So notwithstanding the buoyant share price, we think it's well worth asking whether American Manganese's cash burn is too risky. In this article, we define cash burn as its annual (negative) free cash flow, which is the amount of money a company spends each year to fund its growth. Let's start with an examination of the business' cash, relative to its cash burn.

View our latest analysis for American Manganese

When Might American Manganese Run Out Of Money?

A company's cash runway is calculated by dividing its cash hoard by its cash burn. In April 2021, American Manganese had CA$6.1m in cash, and was debt-free. In the last year, its cash burn was CA$1.6m. That means it had a cash runway of about 3.8 years as of April 2021. A runway of this length affords the company the time and space it needs to develop the business.
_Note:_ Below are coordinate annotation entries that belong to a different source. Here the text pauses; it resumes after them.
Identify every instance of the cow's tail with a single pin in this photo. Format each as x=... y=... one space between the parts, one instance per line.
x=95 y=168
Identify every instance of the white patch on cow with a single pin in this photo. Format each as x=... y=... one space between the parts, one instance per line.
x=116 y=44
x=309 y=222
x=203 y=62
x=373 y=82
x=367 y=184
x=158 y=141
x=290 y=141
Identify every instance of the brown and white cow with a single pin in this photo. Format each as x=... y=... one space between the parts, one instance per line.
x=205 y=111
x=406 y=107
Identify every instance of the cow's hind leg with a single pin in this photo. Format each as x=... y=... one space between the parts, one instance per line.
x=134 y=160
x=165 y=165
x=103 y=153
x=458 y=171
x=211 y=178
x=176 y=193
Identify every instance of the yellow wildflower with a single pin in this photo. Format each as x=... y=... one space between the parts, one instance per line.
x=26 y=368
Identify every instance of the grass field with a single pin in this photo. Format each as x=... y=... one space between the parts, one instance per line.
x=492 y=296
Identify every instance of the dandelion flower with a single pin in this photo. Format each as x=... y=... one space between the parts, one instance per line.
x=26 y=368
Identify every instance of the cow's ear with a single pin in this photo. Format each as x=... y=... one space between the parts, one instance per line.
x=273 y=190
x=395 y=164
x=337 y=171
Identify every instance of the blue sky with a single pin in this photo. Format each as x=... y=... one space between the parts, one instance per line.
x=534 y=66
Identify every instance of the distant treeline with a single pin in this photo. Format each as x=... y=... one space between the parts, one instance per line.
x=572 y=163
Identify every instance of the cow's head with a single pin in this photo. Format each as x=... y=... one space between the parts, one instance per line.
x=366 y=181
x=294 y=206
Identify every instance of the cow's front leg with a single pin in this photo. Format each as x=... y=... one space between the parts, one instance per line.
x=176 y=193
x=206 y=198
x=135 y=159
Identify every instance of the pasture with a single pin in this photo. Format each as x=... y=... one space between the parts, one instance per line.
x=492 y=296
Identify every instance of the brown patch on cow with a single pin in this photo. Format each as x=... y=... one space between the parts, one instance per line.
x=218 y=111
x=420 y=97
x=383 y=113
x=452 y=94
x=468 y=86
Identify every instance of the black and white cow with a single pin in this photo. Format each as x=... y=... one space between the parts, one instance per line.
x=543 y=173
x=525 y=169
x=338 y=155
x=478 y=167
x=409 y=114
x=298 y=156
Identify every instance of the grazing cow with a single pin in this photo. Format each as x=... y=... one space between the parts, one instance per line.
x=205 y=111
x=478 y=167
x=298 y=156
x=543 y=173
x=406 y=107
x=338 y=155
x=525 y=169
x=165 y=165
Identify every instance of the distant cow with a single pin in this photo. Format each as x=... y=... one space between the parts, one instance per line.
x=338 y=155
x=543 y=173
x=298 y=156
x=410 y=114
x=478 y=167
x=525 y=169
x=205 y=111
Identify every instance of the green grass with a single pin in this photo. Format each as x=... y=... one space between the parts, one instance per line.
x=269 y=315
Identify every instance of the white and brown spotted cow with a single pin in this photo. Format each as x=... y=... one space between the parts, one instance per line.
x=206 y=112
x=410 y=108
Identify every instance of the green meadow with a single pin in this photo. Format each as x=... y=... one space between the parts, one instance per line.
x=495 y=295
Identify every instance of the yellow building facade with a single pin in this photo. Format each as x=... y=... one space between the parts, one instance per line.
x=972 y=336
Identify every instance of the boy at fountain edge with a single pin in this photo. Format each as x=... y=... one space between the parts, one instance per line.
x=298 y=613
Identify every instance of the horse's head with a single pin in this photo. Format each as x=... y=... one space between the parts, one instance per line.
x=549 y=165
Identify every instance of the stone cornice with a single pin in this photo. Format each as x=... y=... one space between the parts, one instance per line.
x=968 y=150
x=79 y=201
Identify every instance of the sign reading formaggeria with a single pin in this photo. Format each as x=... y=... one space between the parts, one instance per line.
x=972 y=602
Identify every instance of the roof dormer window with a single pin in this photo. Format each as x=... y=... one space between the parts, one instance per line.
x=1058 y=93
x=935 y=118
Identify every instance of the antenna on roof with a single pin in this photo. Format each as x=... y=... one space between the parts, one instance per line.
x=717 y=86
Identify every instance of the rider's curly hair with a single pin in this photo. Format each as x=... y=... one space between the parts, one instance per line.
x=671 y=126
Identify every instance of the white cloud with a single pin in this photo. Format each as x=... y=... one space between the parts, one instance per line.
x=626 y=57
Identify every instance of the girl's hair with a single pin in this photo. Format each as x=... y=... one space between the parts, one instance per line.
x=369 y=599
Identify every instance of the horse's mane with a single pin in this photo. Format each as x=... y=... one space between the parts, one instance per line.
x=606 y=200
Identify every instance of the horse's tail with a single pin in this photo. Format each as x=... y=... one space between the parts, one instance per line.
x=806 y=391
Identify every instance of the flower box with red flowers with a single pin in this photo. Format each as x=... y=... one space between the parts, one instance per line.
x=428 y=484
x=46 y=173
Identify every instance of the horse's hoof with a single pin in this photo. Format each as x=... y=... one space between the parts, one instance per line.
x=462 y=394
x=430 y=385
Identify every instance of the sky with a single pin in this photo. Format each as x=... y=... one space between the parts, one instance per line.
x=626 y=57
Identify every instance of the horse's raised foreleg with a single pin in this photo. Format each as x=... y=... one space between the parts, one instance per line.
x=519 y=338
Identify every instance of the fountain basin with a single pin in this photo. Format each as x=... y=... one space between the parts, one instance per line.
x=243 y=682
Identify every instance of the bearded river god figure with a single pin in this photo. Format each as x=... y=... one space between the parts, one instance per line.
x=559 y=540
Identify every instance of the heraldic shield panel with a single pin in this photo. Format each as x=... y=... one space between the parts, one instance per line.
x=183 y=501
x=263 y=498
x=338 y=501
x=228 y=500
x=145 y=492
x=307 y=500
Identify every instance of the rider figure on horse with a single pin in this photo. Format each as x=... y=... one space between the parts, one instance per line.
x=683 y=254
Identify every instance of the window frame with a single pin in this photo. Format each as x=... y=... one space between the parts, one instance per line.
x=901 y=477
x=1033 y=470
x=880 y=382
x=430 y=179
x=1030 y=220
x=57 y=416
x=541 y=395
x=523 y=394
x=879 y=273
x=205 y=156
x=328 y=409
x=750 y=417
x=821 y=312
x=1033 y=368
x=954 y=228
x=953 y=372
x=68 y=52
The image below shows how its cash balance has been changing over the last few years.

debt-equity-history-analysis
TSXV:AMY Debt to Equity History August 21st 2021

How Is American Manganese's Cash Burn Changing Over Time?

American Manganese didn't record any revenue over the last year, indicating that it's an early stage company still developing its business. So while we can't look to sales to understand growth, we can look at how the cash burn is changing to understand how expenditure is trending over time. During the last twelve months, its cash burn actually ramped up 57%. Oftentimes, increased cash burn simply means a company is accelerating its business development, but one should always be mindful that this causes the cash runway to shrink. American Manganese makes us a little nervous due to its lack of substantial operating revenue. So we'd generally prefer stocks from this list of stocks that have analysts forecasting growth.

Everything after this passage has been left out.